The company will partner with Codemasters and Introversion to amBX-enable TOCA Race Driver 3 and the upcoming titles DEFCON and Darwinia (all on PC).
The Philips release we just received informs us that the company, “...will utilize a special scripting language in Codemasters and Introversion titles that will redefine the experience of playing games by extending the game world out of the screen and into the real world.”
What is this amBX, then? It’s basically a bunch of wind and lighting effects which are created by a number of add-on peripherals including satellite lights, wallwasher lights (both offering 16 million different colours), twin-bladed desk fans (that can drop the ambient temperature on the skin, or on full-blast at 5000rpm can represent strong wind and almost blow your hair off!) and rumbler effects (via rumble wrist-rests and mouse mats).
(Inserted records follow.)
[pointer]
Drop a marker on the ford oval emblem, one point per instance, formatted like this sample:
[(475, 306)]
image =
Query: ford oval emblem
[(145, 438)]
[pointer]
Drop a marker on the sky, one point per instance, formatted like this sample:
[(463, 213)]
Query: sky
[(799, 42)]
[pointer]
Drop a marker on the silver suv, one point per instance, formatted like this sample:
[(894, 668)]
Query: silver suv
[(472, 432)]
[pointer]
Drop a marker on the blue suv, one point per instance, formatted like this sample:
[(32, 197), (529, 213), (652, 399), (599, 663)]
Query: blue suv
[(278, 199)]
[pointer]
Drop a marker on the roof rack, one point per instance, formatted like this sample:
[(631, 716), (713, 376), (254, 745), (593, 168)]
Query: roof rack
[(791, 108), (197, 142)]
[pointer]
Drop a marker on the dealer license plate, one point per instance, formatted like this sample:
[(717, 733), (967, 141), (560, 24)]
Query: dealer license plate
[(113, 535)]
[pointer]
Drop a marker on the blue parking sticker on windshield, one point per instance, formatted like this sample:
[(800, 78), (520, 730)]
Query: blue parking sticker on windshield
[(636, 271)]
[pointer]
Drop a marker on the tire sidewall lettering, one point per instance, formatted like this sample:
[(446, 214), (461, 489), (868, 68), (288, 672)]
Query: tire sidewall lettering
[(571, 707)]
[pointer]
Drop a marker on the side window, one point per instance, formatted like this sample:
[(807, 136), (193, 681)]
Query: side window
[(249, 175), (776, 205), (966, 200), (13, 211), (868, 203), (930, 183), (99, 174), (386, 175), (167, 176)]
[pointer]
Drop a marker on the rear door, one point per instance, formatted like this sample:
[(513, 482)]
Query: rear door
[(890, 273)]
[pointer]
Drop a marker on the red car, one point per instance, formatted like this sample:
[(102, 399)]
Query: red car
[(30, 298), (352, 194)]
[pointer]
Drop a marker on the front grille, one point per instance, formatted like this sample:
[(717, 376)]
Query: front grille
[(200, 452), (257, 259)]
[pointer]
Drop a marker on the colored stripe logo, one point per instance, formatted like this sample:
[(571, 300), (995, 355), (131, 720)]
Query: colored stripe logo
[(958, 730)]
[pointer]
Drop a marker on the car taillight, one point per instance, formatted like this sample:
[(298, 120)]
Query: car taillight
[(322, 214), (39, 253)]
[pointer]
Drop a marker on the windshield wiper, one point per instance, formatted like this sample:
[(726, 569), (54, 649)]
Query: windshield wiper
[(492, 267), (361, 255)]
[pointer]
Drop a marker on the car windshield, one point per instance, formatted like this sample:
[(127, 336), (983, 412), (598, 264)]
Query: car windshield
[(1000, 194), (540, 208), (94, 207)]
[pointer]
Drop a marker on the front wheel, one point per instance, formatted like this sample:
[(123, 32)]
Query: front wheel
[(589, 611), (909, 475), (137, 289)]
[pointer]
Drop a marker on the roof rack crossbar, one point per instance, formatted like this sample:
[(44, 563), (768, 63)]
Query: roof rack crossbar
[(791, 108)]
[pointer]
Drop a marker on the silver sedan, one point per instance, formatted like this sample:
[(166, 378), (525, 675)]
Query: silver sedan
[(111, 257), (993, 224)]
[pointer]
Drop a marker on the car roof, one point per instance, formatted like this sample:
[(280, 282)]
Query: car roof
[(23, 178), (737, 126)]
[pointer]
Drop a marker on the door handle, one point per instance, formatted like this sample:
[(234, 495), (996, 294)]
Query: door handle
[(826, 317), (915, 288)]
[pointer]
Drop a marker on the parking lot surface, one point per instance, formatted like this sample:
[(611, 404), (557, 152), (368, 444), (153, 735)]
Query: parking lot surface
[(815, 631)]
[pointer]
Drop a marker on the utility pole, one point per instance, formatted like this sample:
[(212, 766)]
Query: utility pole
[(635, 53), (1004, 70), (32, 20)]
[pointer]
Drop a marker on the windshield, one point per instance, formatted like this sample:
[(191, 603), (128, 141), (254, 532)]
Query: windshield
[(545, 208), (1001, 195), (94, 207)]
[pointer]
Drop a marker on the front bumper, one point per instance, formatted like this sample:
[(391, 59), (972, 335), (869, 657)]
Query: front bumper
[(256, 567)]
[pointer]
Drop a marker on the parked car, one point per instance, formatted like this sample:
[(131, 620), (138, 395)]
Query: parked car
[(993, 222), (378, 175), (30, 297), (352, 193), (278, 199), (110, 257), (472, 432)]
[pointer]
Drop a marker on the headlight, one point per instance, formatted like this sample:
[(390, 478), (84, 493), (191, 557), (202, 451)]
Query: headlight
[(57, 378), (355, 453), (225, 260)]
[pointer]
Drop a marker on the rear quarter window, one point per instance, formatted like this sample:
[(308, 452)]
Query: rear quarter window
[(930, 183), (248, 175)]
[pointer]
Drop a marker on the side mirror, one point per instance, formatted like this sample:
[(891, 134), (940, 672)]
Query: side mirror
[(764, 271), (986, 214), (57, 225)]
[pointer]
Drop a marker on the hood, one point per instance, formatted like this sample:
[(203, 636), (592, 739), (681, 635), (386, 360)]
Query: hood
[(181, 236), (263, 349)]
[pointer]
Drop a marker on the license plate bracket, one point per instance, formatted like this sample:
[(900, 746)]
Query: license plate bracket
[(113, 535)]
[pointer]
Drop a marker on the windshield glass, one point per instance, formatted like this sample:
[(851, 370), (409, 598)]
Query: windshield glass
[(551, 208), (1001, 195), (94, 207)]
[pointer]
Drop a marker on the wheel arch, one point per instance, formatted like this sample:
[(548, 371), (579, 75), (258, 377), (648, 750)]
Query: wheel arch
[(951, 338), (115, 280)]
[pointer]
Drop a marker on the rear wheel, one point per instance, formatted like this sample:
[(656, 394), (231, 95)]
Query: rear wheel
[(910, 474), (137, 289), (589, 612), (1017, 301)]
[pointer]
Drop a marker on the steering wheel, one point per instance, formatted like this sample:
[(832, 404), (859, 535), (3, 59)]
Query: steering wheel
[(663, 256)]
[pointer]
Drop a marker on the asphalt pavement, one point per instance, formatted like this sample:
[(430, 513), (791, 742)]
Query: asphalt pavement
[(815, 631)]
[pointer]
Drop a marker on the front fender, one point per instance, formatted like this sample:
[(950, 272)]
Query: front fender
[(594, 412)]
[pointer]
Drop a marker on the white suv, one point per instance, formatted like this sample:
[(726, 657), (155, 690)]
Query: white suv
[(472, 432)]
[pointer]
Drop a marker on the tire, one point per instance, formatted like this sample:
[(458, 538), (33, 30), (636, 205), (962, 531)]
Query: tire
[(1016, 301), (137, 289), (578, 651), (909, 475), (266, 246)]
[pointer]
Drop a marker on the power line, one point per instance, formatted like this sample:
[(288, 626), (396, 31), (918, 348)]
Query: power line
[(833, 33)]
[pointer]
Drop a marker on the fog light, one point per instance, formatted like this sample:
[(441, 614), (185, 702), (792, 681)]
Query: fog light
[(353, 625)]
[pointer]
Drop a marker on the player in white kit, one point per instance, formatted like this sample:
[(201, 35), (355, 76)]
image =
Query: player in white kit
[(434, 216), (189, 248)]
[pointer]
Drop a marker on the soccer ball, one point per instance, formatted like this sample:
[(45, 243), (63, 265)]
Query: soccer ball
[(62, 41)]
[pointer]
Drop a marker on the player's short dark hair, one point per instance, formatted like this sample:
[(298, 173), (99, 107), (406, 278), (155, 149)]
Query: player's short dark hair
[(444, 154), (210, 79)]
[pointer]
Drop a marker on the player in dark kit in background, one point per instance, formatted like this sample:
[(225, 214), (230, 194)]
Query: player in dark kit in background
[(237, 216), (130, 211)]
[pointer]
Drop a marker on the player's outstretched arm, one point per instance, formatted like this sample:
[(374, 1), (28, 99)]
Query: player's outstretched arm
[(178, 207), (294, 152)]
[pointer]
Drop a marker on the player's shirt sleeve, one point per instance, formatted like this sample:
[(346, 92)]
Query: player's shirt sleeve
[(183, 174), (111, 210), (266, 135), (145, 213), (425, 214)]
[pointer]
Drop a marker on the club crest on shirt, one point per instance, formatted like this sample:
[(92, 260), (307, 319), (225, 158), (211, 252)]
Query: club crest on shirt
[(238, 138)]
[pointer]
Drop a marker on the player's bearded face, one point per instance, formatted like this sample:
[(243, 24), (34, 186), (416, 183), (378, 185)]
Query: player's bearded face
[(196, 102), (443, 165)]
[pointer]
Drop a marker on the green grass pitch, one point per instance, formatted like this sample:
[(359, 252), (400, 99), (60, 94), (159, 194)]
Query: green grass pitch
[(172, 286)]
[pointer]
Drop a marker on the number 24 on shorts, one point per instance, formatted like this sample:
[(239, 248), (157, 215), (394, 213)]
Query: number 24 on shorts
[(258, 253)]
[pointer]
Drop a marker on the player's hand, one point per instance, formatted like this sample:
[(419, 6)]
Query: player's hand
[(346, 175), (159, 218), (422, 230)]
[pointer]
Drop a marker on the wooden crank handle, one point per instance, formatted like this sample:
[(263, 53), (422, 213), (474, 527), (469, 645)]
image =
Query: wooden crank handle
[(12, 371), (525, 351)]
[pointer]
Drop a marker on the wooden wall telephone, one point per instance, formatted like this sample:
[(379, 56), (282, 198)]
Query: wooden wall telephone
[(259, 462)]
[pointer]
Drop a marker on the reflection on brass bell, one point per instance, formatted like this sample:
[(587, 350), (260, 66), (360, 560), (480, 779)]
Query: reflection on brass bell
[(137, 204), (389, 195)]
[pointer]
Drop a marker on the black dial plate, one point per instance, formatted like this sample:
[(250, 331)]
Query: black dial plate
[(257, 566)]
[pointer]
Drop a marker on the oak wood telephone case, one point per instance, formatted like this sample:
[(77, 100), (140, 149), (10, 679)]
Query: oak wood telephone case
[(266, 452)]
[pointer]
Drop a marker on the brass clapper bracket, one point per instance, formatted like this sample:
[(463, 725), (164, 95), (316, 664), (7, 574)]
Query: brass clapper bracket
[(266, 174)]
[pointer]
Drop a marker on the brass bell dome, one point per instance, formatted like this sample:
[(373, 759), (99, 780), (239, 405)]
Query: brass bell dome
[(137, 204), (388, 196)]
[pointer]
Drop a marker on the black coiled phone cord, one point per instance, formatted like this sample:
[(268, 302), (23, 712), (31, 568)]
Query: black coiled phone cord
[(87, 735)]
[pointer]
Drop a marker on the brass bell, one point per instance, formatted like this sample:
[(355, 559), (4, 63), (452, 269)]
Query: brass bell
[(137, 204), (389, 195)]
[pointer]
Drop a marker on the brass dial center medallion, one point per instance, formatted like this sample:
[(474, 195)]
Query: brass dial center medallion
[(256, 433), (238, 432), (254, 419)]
The idea being that the combination of ambient lighting, sound, vibration and air movement at the correct moments in a game serve to increase the sensual and immersive feel of being in the game.
In TOCA for example, racers will feel the wind in their hair through the amBX fans and see the flash of lighting through tree lines, tunnels and landscapes via the amBX LED lights all in the real world around them.
Armchair generals in DEFCON will actually see the blinding light as their intercontinental ballistic missiles land; feel the ground rumble through the amBX rumble pad as fallout rains down around them and feel the full force of explosions via the desk fans. At least, this is the idea.
SPOnG had a brief demo of the technology at E3 and, while we were impressed with the concept, we couldn’t help but wonder which developers and publishers would actually make use of it. Isn’t this the kind of thing that will appeal to a limited number of hardcore PC gamers, thus having a fairly limited potential market?
It seems this is not the case. No doubt with the helpful backing of the Philips brand, the company has already signed up a number of major developers/publishers such as the aforementioned Codemasters and Introversion. These two join an ever-increasing list including THQ, Kuju Entertainment, Revolution Software and Sumo Digital. Previously announced games that are enabled to work with amBX peripherals include Broken Sword: The Angel of Death and Kuju's Rail Simulator.
Additional announcements are to be made on other amBX parners in the coming days, so stay tuned for that news.
What of the future? We spoke to an amBX rep this morning to ask if there were any plans for new ambient/sensual in-game effects such as Smell-O-Vision. He replied [laughing],”Heh, that’s all very ‘Futurama’, but some gamers in some of our focus groups in the States have raised these kinds of ideas – ambient smell effects, dry-ice machines, electric-shock vests, water effects and the like.”
Although he hastened to add, “We are not so sure about the safety implications of spraying water on gamers sat at their PC! Though the dry-ice smoke effects might well be something we could look into.”